Brian D. Crawford, PhD PhD ’82
President
Brian Crawford and Associates, LLC
Brian D. Crawford, PhD ’82, is a strategy consultant and advisor with expertise in the biomedical and biochemical sciences, serving clients within the global scientific, technical, and medical (STM) publishing industry. He is a non-executive director of the British Medical Journal Publishing Group, as well as a member of the board of directors and chair of the audit committee with the Copyright Clearance Center. Over a scientific publishing career spanning more than three decades, he served in longstanding executive leadership roles, notably as president of the American Chemical Society’s Publications Division and earlier as vice president of Global Life and Medical Sciences Publishing with John Wiley & Sons, Inc. He has been active in publishing trade associations, including the board of directors of the Association of American Publishers, which he chaired from 2014–15, as well as the executive committee of the International STM Association, to which he was elected for two terms. He was also appointed to volunteer positions on the American Medical Association’s Journal Oversight Committee for JAMA and the JAMA Network, as well as the Scientific Publishing Committee of the American Heart Association. Brian began his publishing career within the Journals Publishing Division of Academic Press, Inc., where he first gained recognition for partnering with the distinguished human geneticist Victor McKusick, MD, of Johns Hopkins Medicine on the conception, development, and initial publication in 1987 of Genomics, the first peer-reviewed journal devoted to the eponymous field of scientific study that emerged in parallel with that publication.
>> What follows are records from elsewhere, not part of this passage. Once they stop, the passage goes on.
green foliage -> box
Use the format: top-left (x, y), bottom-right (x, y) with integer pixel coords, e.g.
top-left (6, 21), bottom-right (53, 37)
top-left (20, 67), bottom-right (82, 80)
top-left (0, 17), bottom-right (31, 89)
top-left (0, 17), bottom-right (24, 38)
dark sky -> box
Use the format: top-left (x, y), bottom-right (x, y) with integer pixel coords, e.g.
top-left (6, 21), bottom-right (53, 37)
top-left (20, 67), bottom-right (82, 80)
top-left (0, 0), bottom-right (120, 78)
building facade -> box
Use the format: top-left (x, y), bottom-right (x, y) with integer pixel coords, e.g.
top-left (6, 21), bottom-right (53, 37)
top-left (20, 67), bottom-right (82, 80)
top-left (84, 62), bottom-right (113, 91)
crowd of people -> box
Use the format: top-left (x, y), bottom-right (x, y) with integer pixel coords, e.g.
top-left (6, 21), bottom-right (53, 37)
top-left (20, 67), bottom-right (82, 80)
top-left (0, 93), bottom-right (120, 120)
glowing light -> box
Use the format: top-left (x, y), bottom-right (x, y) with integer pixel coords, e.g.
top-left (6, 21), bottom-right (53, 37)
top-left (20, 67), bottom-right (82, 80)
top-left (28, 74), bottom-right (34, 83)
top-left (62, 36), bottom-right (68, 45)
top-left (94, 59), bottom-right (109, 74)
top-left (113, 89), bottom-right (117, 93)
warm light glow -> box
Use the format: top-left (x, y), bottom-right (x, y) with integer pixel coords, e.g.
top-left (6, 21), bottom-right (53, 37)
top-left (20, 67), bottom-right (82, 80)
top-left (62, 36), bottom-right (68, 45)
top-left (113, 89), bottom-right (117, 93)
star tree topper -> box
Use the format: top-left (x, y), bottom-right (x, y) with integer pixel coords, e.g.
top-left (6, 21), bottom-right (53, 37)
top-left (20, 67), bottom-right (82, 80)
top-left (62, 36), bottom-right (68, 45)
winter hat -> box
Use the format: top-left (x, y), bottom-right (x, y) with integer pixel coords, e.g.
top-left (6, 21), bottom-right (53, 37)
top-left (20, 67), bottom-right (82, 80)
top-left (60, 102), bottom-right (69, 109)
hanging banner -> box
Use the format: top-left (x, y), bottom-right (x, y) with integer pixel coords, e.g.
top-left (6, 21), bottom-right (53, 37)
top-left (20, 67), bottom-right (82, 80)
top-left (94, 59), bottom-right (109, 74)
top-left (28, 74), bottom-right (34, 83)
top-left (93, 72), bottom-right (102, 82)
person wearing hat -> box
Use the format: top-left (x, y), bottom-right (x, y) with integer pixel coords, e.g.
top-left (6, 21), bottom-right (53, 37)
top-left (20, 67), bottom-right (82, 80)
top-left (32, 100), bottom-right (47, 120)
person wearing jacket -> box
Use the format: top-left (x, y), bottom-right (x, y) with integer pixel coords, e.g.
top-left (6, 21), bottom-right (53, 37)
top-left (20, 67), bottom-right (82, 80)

Prior to entering scientific publishing, Crawford was engaged in both research and university teaching. He had the distinction of being the first biologist to be appointed as a J. Robert Oppenheimer Fellow of the Los Alamos National Laboratory, where he was a member of the scientific research staff within the Genetics Group of the Life Sciences Division, and joined in early DOE-sponsored efforts that led to the international initiative to map and sequence the human genome. Crawford completed his doctoral studies in the biochemical and biophysical sciences at the Johns Hopkins University School of Public Health in 1982, where he specialized in cellular and molecular aspects of cancer genetics under sponsorship from the National Cancer Institute, having received earlier his bachelor's of science cum laude with High Honors in Chemistry from the University of Maryland at College Park.